Il a su faire preuve de détermination, de réalisme, d’abnégation et autres ».

Quant au rapport global, il ne peut pas être parfait comme toute œuvre humaine, mais peut être une base de travail pour la perfection.
Le sexe et la couleur des historiens ne devraient pas être des critères pour juger un travail, mais le contenu du travail.
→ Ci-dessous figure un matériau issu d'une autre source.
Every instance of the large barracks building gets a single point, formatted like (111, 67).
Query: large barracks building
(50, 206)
Respecte-t’il la démarche scientique ? Juste une réponse cartésienne pourrait faire l’affaire.
Le rapport parle par exemple plutôt de l’utilisation des cartouches incendiaires pour terroriser les populations, c’est déjà un pas, aux autres historiens de démontrer scientifiquement que c’était du Napalm comme cela semble avoir été.

On pourrait également déplorer l’obstruction de la partie camerounaise qui à partir de la loi sur les archives de 2024, a empêché d’utiliser les archives de 1964 à 1971; et la fermeture de certains centres de dépôt d’archives.
SI le travail est mauvais, ce qui n’est pas forcément le cas, il faudrait retenir qu’à partir du mensonge, on.peut retrouver la vérité et savoir surtout que la lumière ne brille véritablement que dans l’ombre.
EN DEFINITIVE, LA France OFFICIELLE ET L’ÉTAT DU CAMEROUN ONT EU LE COURAGE D’ABORDER PUBLIQUEMENT CE SUJET SENSIBLE, CE QU’IL CONVIENT DE SALUER.
LE RAPPORT LES CULPABILISE ASSURÉMENT, ILS SAVENT DONC CE QUI RESTE À FAIRE POUR UNE APOTHÉOSE DÉCRISPANTE.